Overigens gingen niet alle gesprekken even gemakkelijk hoor. Soms bemoeiden zich ineens ‘managers’ met de onderhandelingen en dan ging het al snel fout. Ons de wet voorschrijven rond hoe men om wenste te gaan met promotionele zaken was mij al snel te gortig. Het was graag of niet, die Skoda Octavia kostte indertijd ook al een best bedrag en men hoefde een jaar lang slechts benzine of diesel in de tank te mikken in ruil voor de nodige PR-momentjes. Toch bleek dat de meeste van deze ’BN-ers’ tijdens het vervolgtraject gewoon heel plezierig waren in de omgang en eerder met dit bijltje hadden gehakt. Skoda bleek een merk met allure geworden en dat vertaalde zich in een grotere lijst aanmelders dan wij budgettair konden verantwoorden. En waar het service en onderhoud betreft bleken die wagens bij veel dealers met graagte te worden geholpen, het gaf de dealers ook een stukje extra bekendheid natuurlijk. Net als bij Daewoo eerder in die jaren was gebeurd, sloten ook wij op enig moment uiteindelijk de poort voor dat gesponsorde rijden. Al was het maar omdat we door de positieve publiciteit en als gevolg van de enorme reorganisatie van modellengamma en dealerkorps niet meer hoefden te klagen over prospectkopers. Elk nieuw model stond meteen in grote belangstelling en dat zou niet minder worden met de nieuwe generatie Skoda’s die volgde op de Octavia. Wordt vervolgd! (Beelden: Yellowbird archief)

 

Leven met de Vliegende pijl – 41 – Tiller Brothers…

Tijdens een van onze vele bezoeken aan Praag en Mlada Boleslav, we vlogen indertijd zo’n beetje om de drie weken die kant op, zagen we op het vliegveld van Praag naast de Boeing van CSA (de op twee na oudste luchtvaartmaatschappij ter wereld, waarmee het goed vliegen was) een splinternieuwe Felicia Pickup staan met een alleraardigst kapje bovenop de laadbak. En omdat we met de Skoda-fabriek indertijd constant in gevecht waren om de voor Nederland bestemde wagens van dit type voorzien van een passend kapje geleverd te krijgen, was elk alternatief voor ons acceptabel.

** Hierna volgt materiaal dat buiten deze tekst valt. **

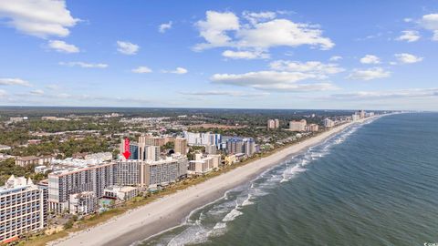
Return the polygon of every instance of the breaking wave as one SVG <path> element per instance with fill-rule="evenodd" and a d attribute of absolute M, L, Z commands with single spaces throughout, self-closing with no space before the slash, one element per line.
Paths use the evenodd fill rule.
<path fill-rule="evenodd" d="M 352 125 L 307 151 L 290 157 L 249 183 L 232 189 L 225 192 L 223 198 L 193 210 L 183 224 L 149 238 L 140 244 L 189 245 L 206 242 L 211 237 L 224 235 L 228 224 L 245 213 L 245 207 L 256 205 L 258 198 L 268 195 L 273 189 L 306 172 L 306 167 L 312 161 L 329 154 L 333 146 L 343 143 L 359 128 L 370 121 L 373 120 Z"/>

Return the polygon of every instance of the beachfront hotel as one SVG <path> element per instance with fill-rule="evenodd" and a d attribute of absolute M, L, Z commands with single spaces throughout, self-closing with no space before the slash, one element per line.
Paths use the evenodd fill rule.
<path fill-rule="evenodd" d="M 308 122 L 306 119 L 301 119 L 299 121 L 290 121 L 289 122 L 289 130 L 291 131 L 306 131 L 306 125 Z"/>
<path fill-rule="evenodd" d="M 187 176 L 187 157 L 173 154 L 157 161 L 146 160 L 141 165 L 140 185 L 143 187 L 166 186 Z"/>
<path fill-rule="evenodd" d="M 146 140 L 141 140 L 144 136 L 139 138 L 139 142 L 130 142 L 130 157 L 128 159 L 140 159 L 140 160 L 159 160 L 160 159 L 160 146 L 158 145 L 148 145 L 147 142 L 150 142 L 151 138 L 146 138 Z M 120 147 L 120 156 L 124 159 L 123 152 L 125 152 L 124 139 L 121 139 Z"/>
<path fill-rule="evenodd" d="M 48 175 L 48 209 L 62 212 L 68 210 L 69 196 L 93 191 L 99 198 L 106 187 L 114 184 L 114 162 L 86 165 L 52 172 Z"/>
<path fill-rule="evenodd" d="M 93 191 L 83 191 L 71 194 L 69 199 L 69 212 L 72 214 L 85 215 L 98 210 L 98 198 Z"/>
<path fill-rule="evenodd" d="M 159 160 L 119 159 L 67 166 L 48 175 L 48 208 L 60 213 L 70 209 L 70 195 L 92 191 L 99 199 L 105 189 L 114 185 L 144 189 L 164 186 L 185 177 L 187 166 L 187 157 L 180 154 Z"/>
<path fill-rule="evenodd" d="M 279 127 L 280 127 L 280 121 L 278 120 L 278 118 L 267 120 L 268 129 L 275 129 L 275 128 L 278 128 Z"/>
<path fill-rule="evenodd" d="M 187 139 L 184 138 L 175 138 L 174 150 L 175 153 L 180 153 L 182 155 L 187 154 Z"/>
<path fill-rule="evenodd" d="M 45 192 L 46 190 L 35 185 L 30 179 L 14 175 L 0 187 L 0 244 L 46 226 Z"/>
<path fill-rule="evenodd" d="M 335 126 L 335 121 L 329 119 L 328 118 L 324 118 L 324 128 L 329 128 Z"/>
<path fill-rule="evenodd" d="M 203 157 L 203 154 L 197 153 L 194 155 L 194 160 L 189 162 L 188 173 L 203 175 L 218 169 L 221 163 L 221 155 L 207 155 Z"/>
<path fill-rule="evenodd" d="M 257 150 L 252 138 L 224 137 L 225 151 L 228 155 L 245 154 L 251 157 Z"/>
<path fill-rule="evenodd" d="M 207 146 L 207 145 L 214 145 L 219 148 L 222 136 L 221 134 L 205 132 L 188 132 L 184 131 L 184 138 L 187 139 L 187 144 L 189 146 Z"/>

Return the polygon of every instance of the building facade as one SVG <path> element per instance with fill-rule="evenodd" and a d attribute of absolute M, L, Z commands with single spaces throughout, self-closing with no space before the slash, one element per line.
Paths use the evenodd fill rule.
<path fill-rule="evenodd" d="M 291 131 L 305 131 L 306 130 L 306 125 L 308 122 L 306 119 L 301 119 L 299 121 L 290 121 L 289 122 L 289 130 Z"/>
<path fill-rule="evenodd" d="M 175 153 L 182 155 L 187 154 L 187 139 L 184 138 L 176 138 L 174 150 Z"/>
<path fill-rule="evenodd" d="M 48 175 L 49 210 L 62 212 L 68 210 L 71 194 L 93 191 L 96 197 L 102 197 L 103 190 L 114 185 L 115 165 L 115 162 L 106 162 L 50 173 Z"/>
<path fill-rule="evenodd" d="M 0 244 L 46 226 L 46 192 L 47 190 L 34 185 L 30 179 L 14 175 L 0 187 Z"/>
<path fill-rule="evenodd" d="M 36 157 L 36 156 L 28 156 L 28 157 L 19 157 L 16 159 L 16 165 L 20 167 L 26 167 L 28 165 L 44 165 L 50 163 L 53 160 L 52 156 L 43 156 L 43 157 Z"/>
<path fill-rule="evenodd" d="M 78 215 L 90 214 L 98 210 L 98 198 L 93 191 L 71 194 L 69 212 Z"/>

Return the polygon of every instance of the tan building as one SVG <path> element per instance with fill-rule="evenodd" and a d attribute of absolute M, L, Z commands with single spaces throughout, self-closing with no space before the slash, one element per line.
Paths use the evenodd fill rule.
<path fill-rule="evenodd" d="M 310 124 L 306 126 L 306 131 L 318 131 L 319 129 L 319 127 L 317 124 Z"/>
<path fill-rule="evenodd" d="M 176 138 L 174 149 L 175 153 L 180 153 L 182 155 L 187 154 L 187 139 L 184 138 Z"/>
<path fill-rule="evenodd" d="M 189 174 L 202 175 L 218 169 L 221 163 L 221 155 L 207 155 L 203 157 L 203 154 L 195 155 L 194 160 L 189 162 Z"/>
<path fill-rule="evenodd" d="M 0 187 L 0 244 L 18 240 L 24 233 L 46 226 L 47 189 L 30 179 L 12 175 Z"/>
<path fill-rule="evenodd" d="M 289 130 L 292 131 L 306 131 L 306 125 L 308 122 L 306 119 L 301 119 L 299 121 L 290 121 L 289 122 Z"/>
<path fill-rule="evenodd" d="M 162 137 L 154 137 L 151 135 L 142 135 L 139 137 L 139 144 L 162 147 L 166 144 L 166 139 Z"/>
<path fill-rule="evenodd" d="M 280 127 L 280 121 L 277 118 L 267 120 L 267 128 L 275 129 Z"/>
<path fill-rule="evenodd" d="M 29 156 L 29 157 L 19 157 L 16 159 L 16 165 L 20 167 L 26 167 L 27 165 L 44 165 L 50 163 L 53 160 L 52 156 L 44 156 L 44 157 L 36 157 L 36 156 Z"/>
<path fill-rule="evenodd" d="M 103 196 L 120 200 L 128 200 L 139 195 L 139 189 L 131 186 L 110 186 L 103 190 Z"/>
<path fill-rule="evenodd" d="M 72 214 L 85 215 L 98 210 L 98 198 L 93 191 L 83 191 L 71 194 L 69 199 L 69 212 Z"/>
<path fill-rule="evenodd" d="M 328 118 L 324 118 L 324 127 L 325 128 L 333 128 L 335 126 L 335 121 L 329 119 Z"/>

Dus liep ik naar de betreffende auto toe, schreef de naam op van de kapfabrikant en voegde me weer netjes bij mijn chef (en de andere passagiers) om met hem de nieuwe informatie te delen. Die slimme Tsjechen zelf hadden gewoon sneller dan de Skodafabriek dat onder Duitse leiding kon, een alternatief voor die kapjes gevonden. En het zag er nog goed uit ook. Jaap van Rij dook dieper in de achtergrond van deze kwestie, en vond uit dat de bedrijfsnaam van de leverancier, Tilvo, afkomstig was van een onderneming die in oude fabriekshallen van het zo prachtige merk Tatra kunststof kappen maakte. Maar ook caravans, vliegtuigen, boten, ambulance-ombouwsets voor Tatra’s en…. eigen auto’s.

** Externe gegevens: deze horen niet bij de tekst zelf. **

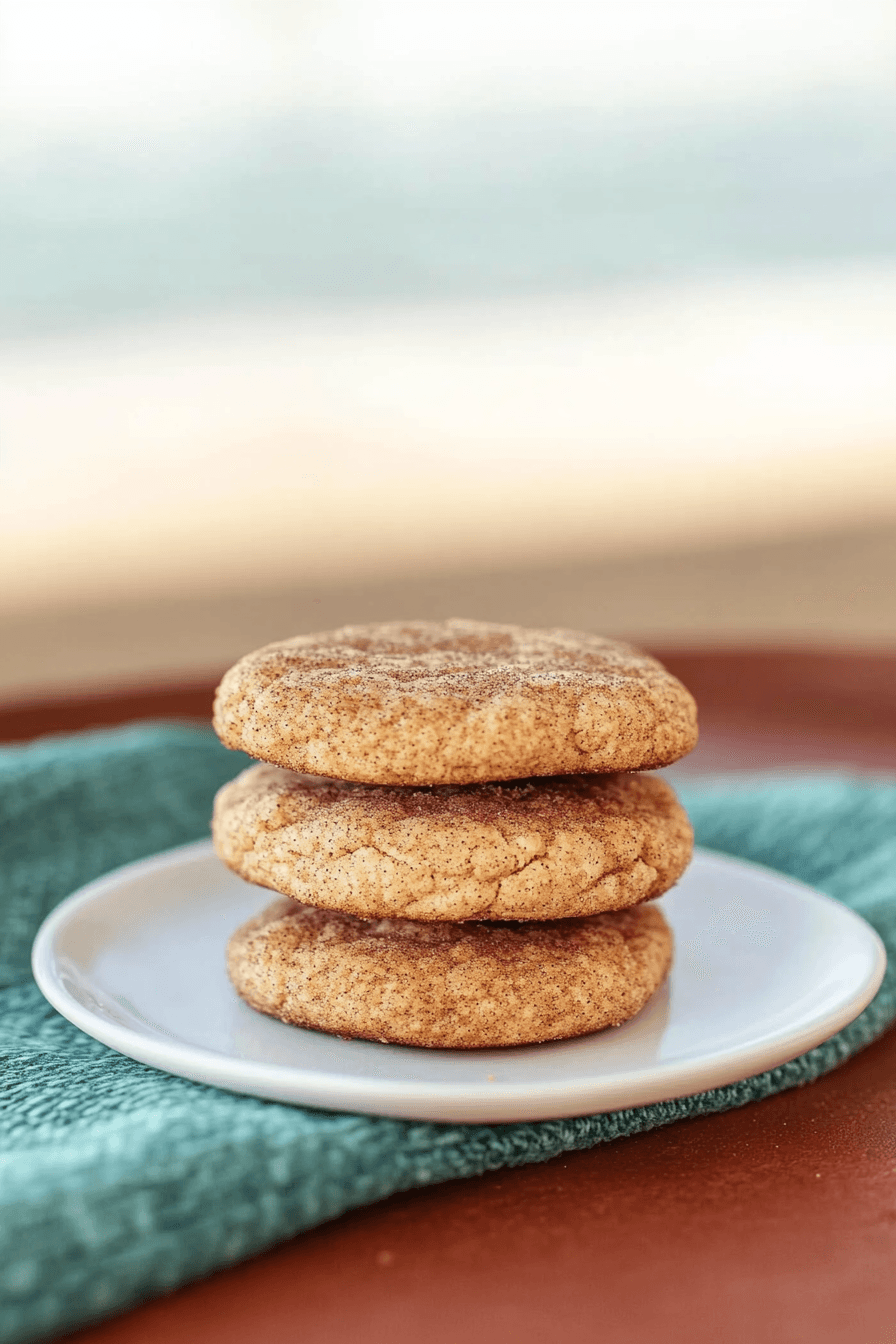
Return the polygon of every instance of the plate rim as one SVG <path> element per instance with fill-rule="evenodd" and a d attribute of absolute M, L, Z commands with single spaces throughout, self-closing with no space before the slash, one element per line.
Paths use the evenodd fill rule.
<path fill-rule="evenodd" d="M 751 1042 L 735 1050 L 711 1052 L 686 1066 L 682 1066 L 680 1060 L 656 1064 L 645 1071 L 641 1081 L 633 1079 L 631 1074 L 603 1074 L 596 1089 L 594 1081 L 588 1082 L 582 1077 L 539 1081 L 533 1089 L 531 1083 L 521 1082 L 500 1083 L 494 1081 L 477 1085 L 447 1081 L 442 1083 L 427 1079 L 357 1078 L 341 1073 L 324 1075 L 302 1066 L 243 1059 L 175 1039 L 159 1042 L 133 1027 L 107 1021 L 91 1012 L 62 982 L 59 958 L 54 952 L 55 939 L 60 930 L 77 919 L 82 909 L 89 907 L 97 898 L 107 891 L 114 891 L 122 880 L 149 876 L 184 863 L 218 859 L 211 839 L 192 840 L 146 855 L 142 859 L 130 860 L 64 896 L 46 915 L 34 939 L 32 973 L 42 995 L 56 1012 L 93 1039 L 164 1073 L 242 1095 L 325 1110 L 372 1113 L 449 1124 L 512 1124 L 600 1114 L 629 1106 L 674 1101 L 713 1087 L 729 1086 L 795 1059 L 853 1021 L 872 1001 L 883 981 L 887 969 L 884 943 L 868 921 L 844 902 L 818 891 L 798 878 L 778 872 L 766 864 L 727 855 L 719 849 L 699 845 L 695 847 L 695 857 L 716 862 L 723 867 L 733 866 L 754 871 L 774 879 L 776 883 L 795 888 L 803 898 L 811 896 L 834 907 L 840 918 L 845 918 L 857 930 L 861 930 L 868 939 L 869 953 L 873 952 L 873 957 L 869 957 L 869 962 L 873 965 L 870 965 L 861 988 L 849 1001 L 829 1011 L 813 1025 L 783 1036 L 776 1050 L 770 1050 L 768 1046 L 763 1048 L 762 1042 Z M 489 1056 L 498 1052 L 498 1047 L 488 1051 Z M 486 1051 L 476 1051 L 476 1054 L 486 1054 Z M 670 1086 L 673 1079 L 681 1078 L 684 1073 L 688 1077 L 686 1086 Z M 598 1099 L 594 1095 L 595 1090 L 606 1094 L 604 1099 Z M 587 1093 L 591 1095 L 586 1097 Z"/>

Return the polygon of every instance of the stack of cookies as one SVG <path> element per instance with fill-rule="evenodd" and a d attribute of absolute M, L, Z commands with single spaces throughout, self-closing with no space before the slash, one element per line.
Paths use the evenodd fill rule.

Complete verrassing. De ons tot dan onbekende onderneming werd geleid door de Tsjechische familie Tiller die in die jaren na de omwenteling van communisme naar kapitalisme door had dat je met geperste kunststofvormen het nodige kon verdienen. Die kapjes bleken alleen al door het grote inwendige volume een gouden greep en we bestelden er meteen een serie van voor de Pickups die nu in Nederland stonden te wachten op aflevering tot er eindelijk uit Praag witte rook zou komen voor de door Piech ‘afgekeurde’ originele exemplaren. De familie Tiller bleek een voor toenmalige Tsjechische begrippen grote welvaart te kennen en beschikte zelfs over een eigen helicopter waarmee men het zakenverkeer tussen Praag en de oude Tatra-fabrieken elders in het land onderhield. Jaap van Rij, altijd in voor een avontuur op dit gebied, rook op enig moment dat er wellicht ook handel zat in die eigen auto’s van die lui, die ze als Tilvo Beta op de Tsjechische markt brachten.

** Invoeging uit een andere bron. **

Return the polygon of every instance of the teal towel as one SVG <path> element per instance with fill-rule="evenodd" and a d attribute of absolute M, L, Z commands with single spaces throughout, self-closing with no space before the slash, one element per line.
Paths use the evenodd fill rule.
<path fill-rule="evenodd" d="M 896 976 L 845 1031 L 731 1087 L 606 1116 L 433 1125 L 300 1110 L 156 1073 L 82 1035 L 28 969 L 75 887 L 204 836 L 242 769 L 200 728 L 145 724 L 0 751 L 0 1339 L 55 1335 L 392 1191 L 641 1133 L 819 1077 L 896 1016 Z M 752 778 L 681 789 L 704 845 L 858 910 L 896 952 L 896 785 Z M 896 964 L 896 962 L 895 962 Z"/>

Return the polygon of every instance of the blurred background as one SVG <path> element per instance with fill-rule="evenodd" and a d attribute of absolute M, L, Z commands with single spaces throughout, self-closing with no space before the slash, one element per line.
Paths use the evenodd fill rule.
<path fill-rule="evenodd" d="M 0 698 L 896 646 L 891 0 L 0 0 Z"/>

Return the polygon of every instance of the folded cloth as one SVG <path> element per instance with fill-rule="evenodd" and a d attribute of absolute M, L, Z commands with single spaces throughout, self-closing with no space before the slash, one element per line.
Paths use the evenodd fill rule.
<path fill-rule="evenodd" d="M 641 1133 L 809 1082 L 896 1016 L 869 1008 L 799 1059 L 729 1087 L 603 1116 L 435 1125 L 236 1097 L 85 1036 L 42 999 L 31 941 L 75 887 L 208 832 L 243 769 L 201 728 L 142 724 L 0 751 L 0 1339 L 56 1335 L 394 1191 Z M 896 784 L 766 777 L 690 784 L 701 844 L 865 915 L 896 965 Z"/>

Het ging om een aardig ontworpen bestelwagen die bestond uit een soort buizenframe-constructie op een normaal chassis en dan aangekleed met een kunststoffen carrosserie. Technisch had je dan de keuze uit een Skoda of Hyundai platform. Bij testritten bleken die wagens goed te rijden. Men reed met ons over een testbaan vol kuilen en andere obstakels en de Beta gaf geen krimp. Het waren dus bestelwagens, voor alle duidelijkheid, personen kon je er niet in vervoeren. Maar Jaap van Rij zag er toch iets in. En omdat hij e.e.a. ook bij Pon Holdings had aangeroerd mocht hij verder gaande onderhandelingen voeren over de evt. import van deze wagens naast de al bestaande Skoda-range. Zou voor sommige nieuwe dealers die zich intussen specialiseerden op bedrijfswagens, en verdraaid die kenden we in de toenmalige vernieuwde organisatie, een leuke aanvulling kunnen zijn mits de prijs en kwaliteit goed waren. Op het moment dat we in de afrondende fase kwamen stuitten we echter op twee problemen.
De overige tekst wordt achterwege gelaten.